Dependently Typed Haskell, Now?
Haskell is, to a small extent, a dependently typed language. There is a notion of type-level data, now more sensibly typed thanks to DataKinds
, and there is some means (GADTs
) to give a run-time
representation to type-level data. Hence, values of run-time stuff effectively show up in types, which is what it means for a language to be dependently typed.
Simple datatypes are promoted to the kind level, so that the values
they contain can be used in types. Hence the archetypal example
data Nat = Z | S Nat
data Vec :: Nat -> * -> * where
VNil :: Vec Z x
VCons :: x -> Vec n x -> Vec (S n) x
becomes possible, and with it, definitions such as
vApply :: Vec n (s -> t) -> Vec n s -> Vec n t
vApply VNil VNil = VNil
vApply (VCons f fs) (VCons s ss) = VCons (f s) (vApply fs ss)
which is nice. Note that the length n
is a purely static thing in
that function, ensuring that the input and output vectors have the
same length, even though that length plays no role in the execution of
vApply
. By contrast, it's much trickier (i.e., impossible) to
implement the function which makes n
copies of a given x
(which
would be pure
to vApply
's <*>
)
vReplicate :: x -> Vec n x
because it's vital to know how many copies to make at run-time. Enter
singletons.
data Natty :: Nat -> * where
Zy :: Natty Z
Sy :: Natty n -> Natty (S n)
For any promotable type, we can build the singleton family, indexed
over the promoted type, inhabited by run-time duplicates of its
values. Natty n
is the type of run-time copies of the type-level n
:: Nat
. We can now write
vReplicate :: Natty n -> x -> Vec n x
vReplicate Zy x = VNil
vReplicate (Sy n) x = VCons x (vReplicate n x)
So there you have a type-level value yoked to a run-time value:
inspecting the run-time copy refines static knowledge of the
type-level value. Even though terms and types are separated, we can
work in a dependently typed way by using the singleton construction as
a kind of epoxy resin, creating bonds between the phases. That's a
long way from allowing arbitrary run-time expressions in types, but it ain't nothing.
What's Nasty? What's Missing?
Let's put a bit of pressure on this technology and see what starts
wobbling. We might get the idea that singletons should be manageable a
bit more implicitly
class Nattily (n :: Nat) where
natty :: Natty n
instance Nattily Z where
natty = Zy
instance Nattily n => Nattily (S n) where
natty = Sy natty
allowing us to write, say,
instance Nattily n => Applicative (Vec n) where
pure = vReplicate natty
(<*>) = vApply
That works, but it now means that our original Nat
type has spawned
three copies: a kind, a singleton family and a singleton class. We
have a rather clunky process for exchanging explicit Natty n
values
and Nattily n
dictionaries. Moreover, Natty
is not Nat
: we have
some sort of dependency on run-time values, but not at the type we
first thought of.
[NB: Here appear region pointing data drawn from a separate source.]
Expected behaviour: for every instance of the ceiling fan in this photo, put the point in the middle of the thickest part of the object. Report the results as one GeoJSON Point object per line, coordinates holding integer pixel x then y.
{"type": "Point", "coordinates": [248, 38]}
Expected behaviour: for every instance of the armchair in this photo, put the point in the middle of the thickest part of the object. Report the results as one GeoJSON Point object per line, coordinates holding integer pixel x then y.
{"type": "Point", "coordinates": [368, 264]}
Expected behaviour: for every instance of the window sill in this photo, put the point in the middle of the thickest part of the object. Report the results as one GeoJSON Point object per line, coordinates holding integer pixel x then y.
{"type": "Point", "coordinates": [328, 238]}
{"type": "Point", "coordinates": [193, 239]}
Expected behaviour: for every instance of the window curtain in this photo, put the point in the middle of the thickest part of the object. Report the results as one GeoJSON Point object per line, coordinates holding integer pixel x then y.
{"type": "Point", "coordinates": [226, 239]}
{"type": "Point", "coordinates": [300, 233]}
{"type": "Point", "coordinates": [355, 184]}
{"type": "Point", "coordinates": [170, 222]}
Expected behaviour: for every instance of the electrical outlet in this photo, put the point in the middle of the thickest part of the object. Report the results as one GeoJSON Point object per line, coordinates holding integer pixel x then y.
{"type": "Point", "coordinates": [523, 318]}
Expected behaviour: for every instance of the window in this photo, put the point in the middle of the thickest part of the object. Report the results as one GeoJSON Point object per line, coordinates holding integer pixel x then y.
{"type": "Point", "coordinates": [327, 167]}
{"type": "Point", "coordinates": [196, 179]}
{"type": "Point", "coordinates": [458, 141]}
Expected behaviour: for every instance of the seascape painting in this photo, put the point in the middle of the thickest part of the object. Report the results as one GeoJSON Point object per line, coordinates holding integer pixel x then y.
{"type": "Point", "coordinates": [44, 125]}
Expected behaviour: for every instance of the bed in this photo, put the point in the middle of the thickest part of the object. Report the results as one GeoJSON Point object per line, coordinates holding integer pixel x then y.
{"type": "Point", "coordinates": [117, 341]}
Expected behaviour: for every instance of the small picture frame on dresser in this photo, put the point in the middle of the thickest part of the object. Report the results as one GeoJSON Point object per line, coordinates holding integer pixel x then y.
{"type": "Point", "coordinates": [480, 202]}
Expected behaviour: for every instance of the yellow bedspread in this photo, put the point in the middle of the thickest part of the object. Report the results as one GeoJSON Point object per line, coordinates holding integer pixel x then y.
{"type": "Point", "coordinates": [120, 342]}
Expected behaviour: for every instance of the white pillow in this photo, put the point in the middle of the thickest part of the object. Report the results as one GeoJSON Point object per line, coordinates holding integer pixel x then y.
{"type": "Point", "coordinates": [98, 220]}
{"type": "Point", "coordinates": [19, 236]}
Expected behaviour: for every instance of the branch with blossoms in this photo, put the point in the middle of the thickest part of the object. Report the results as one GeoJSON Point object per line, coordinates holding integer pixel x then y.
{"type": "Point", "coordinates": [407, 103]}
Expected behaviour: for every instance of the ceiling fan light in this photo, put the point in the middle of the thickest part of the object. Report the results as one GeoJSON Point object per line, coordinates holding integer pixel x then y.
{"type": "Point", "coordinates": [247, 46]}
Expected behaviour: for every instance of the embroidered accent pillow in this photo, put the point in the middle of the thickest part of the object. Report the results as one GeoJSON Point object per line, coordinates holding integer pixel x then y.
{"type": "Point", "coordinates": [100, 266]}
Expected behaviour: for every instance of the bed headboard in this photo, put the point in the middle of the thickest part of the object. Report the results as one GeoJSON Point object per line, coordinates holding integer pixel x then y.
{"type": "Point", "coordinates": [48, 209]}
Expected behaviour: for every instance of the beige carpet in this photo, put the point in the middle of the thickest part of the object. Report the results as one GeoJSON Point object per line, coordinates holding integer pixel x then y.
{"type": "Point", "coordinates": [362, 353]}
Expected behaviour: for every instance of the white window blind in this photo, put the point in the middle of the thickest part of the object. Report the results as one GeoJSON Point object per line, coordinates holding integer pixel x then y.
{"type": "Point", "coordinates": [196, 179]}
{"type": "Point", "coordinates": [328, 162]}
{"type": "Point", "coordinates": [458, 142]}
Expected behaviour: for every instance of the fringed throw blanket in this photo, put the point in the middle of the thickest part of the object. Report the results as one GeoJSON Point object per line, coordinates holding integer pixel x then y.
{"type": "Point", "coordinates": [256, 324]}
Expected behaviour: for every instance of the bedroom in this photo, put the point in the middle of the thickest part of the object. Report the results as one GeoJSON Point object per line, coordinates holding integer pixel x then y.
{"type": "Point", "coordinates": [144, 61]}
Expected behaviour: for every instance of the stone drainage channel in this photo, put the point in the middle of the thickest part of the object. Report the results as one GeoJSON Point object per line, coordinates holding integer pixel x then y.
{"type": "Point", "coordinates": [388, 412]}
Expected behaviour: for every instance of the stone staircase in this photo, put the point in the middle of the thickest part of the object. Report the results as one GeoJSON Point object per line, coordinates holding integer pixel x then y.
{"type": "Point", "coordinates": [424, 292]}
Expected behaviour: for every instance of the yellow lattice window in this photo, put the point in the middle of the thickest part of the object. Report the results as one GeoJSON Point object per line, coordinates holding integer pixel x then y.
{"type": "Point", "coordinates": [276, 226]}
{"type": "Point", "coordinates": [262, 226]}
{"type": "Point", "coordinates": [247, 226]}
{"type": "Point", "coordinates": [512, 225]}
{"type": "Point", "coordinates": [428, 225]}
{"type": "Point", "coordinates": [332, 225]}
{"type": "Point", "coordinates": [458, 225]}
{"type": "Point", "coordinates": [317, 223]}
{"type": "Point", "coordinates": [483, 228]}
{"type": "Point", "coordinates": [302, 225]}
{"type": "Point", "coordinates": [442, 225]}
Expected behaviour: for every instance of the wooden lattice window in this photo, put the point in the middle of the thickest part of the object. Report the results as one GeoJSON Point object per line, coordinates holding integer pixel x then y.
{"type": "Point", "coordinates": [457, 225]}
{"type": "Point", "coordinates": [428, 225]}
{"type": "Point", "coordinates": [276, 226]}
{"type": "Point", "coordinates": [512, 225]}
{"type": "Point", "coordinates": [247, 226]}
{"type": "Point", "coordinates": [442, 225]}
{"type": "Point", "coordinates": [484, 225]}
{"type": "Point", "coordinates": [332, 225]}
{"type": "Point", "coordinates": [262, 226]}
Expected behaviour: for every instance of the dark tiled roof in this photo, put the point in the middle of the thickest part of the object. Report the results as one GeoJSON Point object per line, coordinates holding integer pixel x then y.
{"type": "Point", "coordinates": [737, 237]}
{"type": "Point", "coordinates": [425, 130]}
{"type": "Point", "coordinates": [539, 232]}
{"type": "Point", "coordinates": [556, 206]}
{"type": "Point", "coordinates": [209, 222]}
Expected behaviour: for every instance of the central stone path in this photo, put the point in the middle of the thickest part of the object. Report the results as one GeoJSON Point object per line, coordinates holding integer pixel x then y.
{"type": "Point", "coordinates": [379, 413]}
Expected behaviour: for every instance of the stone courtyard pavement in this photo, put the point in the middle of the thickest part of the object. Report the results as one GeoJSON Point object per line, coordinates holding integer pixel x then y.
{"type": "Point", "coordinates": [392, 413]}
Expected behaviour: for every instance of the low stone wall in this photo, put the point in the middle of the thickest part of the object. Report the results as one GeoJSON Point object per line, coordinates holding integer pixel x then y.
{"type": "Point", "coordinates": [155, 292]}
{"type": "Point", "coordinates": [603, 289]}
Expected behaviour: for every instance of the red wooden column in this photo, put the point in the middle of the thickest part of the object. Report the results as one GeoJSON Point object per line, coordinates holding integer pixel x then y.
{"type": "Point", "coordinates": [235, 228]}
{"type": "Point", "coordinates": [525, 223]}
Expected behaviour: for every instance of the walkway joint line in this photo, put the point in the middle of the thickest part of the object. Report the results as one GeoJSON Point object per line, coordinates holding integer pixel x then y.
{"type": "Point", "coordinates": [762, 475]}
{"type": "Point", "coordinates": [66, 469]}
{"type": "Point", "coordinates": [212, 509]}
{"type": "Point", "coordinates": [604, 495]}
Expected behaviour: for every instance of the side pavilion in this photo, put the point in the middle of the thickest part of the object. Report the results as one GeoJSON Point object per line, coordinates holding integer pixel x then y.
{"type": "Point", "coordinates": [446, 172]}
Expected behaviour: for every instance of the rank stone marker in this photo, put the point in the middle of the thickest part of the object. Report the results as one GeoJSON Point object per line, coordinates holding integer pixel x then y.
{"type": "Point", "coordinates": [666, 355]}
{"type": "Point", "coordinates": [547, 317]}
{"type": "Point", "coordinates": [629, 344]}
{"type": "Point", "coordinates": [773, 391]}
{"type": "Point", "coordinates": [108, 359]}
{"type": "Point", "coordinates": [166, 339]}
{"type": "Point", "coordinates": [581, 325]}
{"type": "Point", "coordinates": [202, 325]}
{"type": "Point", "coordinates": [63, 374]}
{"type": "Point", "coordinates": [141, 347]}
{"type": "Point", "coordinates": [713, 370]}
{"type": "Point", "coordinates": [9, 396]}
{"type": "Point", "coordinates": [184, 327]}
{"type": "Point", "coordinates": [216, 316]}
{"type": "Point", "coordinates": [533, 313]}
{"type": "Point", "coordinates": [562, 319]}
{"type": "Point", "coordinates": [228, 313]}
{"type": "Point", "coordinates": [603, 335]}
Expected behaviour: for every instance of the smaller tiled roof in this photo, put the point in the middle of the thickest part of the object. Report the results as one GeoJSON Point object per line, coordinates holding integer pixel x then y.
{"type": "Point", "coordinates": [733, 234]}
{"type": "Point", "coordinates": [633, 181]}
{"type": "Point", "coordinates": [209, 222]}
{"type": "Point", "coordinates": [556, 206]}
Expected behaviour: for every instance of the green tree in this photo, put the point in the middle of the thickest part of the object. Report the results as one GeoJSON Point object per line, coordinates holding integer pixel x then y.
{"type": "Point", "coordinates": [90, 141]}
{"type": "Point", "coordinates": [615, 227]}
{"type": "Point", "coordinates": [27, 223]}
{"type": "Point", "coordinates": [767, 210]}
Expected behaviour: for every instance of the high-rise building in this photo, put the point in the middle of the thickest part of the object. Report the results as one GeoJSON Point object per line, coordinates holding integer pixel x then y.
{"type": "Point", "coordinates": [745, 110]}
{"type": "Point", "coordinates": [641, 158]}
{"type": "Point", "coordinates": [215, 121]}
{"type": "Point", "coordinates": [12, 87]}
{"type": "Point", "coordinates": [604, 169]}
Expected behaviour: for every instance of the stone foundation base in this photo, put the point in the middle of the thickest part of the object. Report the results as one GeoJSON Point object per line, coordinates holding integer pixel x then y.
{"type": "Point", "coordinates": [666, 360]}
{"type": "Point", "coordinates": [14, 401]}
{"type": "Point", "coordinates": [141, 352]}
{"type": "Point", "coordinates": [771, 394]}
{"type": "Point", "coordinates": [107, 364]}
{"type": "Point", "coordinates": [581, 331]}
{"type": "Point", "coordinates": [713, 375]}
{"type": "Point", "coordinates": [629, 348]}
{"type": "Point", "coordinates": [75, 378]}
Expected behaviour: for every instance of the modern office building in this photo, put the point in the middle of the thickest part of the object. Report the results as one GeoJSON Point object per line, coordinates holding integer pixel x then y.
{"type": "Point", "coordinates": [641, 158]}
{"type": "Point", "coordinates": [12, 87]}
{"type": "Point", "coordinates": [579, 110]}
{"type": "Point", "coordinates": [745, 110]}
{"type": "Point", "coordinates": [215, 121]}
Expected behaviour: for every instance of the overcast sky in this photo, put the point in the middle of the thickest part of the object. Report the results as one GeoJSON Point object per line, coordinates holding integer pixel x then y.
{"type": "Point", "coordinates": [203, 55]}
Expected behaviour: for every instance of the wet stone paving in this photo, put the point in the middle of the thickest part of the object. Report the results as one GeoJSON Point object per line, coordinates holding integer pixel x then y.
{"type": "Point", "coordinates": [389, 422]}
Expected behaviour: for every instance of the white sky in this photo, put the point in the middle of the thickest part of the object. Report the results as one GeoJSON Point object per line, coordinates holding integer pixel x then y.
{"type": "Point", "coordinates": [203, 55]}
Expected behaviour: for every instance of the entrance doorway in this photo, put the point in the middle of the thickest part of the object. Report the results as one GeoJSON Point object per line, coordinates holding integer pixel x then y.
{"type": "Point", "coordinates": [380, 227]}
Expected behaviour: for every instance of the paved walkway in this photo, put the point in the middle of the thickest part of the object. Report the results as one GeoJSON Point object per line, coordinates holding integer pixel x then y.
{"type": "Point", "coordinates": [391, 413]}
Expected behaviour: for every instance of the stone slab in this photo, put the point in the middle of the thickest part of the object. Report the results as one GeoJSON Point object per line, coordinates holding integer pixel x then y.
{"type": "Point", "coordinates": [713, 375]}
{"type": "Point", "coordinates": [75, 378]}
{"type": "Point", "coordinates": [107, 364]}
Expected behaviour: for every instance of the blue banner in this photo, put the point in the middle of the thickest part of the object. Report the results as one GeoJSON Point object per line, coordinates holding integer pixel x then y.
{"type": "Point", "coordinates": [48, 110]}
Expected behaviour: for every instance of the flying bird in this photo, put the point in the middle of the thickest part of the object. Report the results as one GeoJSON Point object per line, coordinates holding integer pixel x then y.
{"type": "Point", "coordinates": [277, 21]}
No fully dependently typed language makes dependent
types this complicated!
Meanwhile, although Nat
can be promoted, Vec
cannot. You can't
index by an indexed type. Full on dependently typed languages impose
no such restriction, and in my career as a dependently typed show-off,
I've learned to include examples of two-layer indexing in my talks,
just to teach folks who've made one-layer indexing
difficult-but-possible not to expect me to fold up like a house of
cards. What's the problem? Equality. GADTs work by translating the
constraints you achieve implicitly when you give a constructor a
specific return type into explicit equational demands. Like this.
data Vec (n :: Nat) (x :: *)
= n ~ Z => VNil
| forall m. n ~ S m => VCons x (Vec m x)
In each of our two equations, both sides have kind Nat
.
Now try the same translation for something indexed over vectors.
data InVec :: x -> Vec n x -> * where
Here :: InVec z (VCons z zs)
After :: InVec z ys -> InVec z (VCons y ys)
becomes
data InVec (a :: x) (as :: Vec n x)
= forall m z (zs :: Vec x m). (n ~ S m, as ~ VCons z zs) => Here
| forall m y z (ys :: Vec x m). (n ~ S m, as ~ VCons y ys) => After (InVec z ys)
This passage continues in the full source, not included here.